Love even said it herself: “I lived with someone who said every day that he was going to kill himself, […] and that resulted in a lot of hysteria on my part.” She quickly became Courtney Love: Kurt Cobain’s widow instead of Courtney Love: badass, Platinum-selling rockstar. Even with its massive success, Live Through This remained eclipsed under the enormous weight of Cobain’s passing. But now, 30 years later, the album remains a testament of Love unapologetically giving us a piece of her mind and perspective, and while Kurt was a huge part of her life, she refused to be defined by him—in marriage and in widowhood.

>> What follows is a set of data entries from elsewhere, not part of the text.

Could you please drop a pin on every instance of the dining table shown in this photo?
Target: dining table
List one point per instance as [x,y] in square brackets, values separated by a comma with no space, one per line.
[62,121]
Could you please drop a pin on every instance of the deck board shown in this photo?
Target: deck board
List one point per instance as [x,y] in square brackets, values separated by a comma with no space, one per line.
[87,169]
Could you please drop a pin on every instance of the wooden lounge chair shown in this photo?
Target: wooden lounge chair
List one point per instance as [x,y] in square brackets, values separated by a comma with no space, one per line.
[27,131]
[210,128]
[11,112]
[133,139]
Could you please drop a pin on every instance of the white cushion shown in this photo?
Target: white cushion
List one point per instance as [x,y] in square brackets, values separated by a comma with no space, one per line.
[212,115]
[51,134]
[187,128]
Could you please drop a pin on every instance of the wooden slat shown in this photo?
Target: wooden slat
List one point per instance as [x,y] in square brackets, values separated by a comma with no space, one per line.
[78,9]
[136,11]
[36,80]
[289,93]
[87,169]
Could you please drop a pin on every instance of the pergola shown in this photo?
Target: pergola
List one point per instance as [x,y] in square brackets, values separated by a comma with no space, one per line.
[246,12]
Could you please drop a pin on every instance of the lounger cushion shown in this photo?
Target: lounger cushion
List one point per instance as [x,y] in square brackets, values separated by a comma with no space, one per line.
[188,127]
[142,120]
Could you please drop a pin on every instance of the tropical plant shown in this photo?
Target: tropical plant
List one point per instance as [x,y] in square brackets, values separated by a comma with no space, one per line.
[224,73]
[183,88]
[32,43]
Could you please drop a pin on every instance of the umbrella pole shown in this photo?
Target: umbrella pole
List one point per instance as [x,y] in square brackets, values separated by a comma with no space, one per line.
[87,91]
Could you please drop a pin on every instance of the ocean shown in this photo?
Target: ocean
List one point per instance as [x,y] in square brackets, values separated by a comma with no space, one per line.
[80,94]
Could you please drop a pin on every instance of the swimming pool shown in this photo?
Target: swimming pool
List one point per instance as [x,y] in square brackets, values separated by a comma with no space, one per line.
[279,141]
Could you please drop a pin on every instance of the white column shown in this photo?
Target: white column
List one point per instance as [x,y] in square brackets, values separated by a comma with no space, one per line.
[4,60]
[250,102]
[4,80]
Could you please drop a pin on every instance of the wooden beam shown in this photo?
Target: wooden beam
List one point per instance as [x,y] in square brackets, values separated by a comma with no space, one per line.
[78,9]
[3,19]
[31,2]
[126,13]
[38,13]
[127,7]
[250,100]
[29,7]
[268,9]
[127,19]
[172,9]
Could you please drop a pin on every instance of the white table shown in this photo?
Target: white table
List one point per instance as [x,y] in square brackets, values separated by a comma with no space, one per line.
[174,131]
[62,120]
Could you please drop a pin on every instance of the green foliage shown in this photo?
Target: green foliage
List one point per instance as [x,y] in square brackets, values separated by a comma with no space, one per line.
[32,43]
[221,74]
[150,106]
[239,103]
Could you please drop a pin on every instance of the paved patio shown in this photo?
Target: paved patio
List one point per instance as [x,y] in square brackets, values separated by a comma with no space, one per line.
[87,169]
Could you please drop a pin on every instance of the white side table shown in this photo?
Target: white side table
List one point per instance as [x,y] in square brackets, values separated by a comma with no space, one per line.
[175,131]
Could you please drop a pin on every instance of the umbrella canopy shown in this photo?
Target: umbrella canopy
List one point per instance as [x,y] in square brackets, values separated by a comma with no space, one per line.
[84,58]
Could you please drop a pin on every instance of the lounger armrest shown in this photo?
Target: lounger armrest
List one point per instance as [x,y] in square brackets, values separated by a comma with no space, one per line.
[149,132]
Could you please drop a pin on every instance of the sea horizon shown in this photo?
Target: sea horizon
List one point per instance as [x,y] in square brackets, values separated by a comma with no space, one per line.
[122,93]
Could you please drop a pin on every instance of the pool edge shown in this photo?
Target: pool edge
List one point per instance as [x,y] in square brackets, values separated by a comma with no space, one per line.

With a cover inspired by another underestimated complex female character, Carrie White, Love told us who she was even if people weren’t ready to listen. Like many autres of the female experience before her, Love’s lyricism drips with misery—anthems for the girls who lost their innocence too young and became doomed to continue living in a world that couldn’t hold them. Live Through This is a Dorian Gray-esque portrait of womanhood, showing how ugly it can genuinely be. The album kicks off this new softer sound with a melodic riff and a vocal delivery from Love that is surprisingly delicate—before it all rips open into her characteristically monstrous growl, spitting: “Go on, take everything / Take everything, I want you to,” daring the world to try and destroy her because she knows she can take it. “Yeah, I’m the one with no soul / One above and one below.”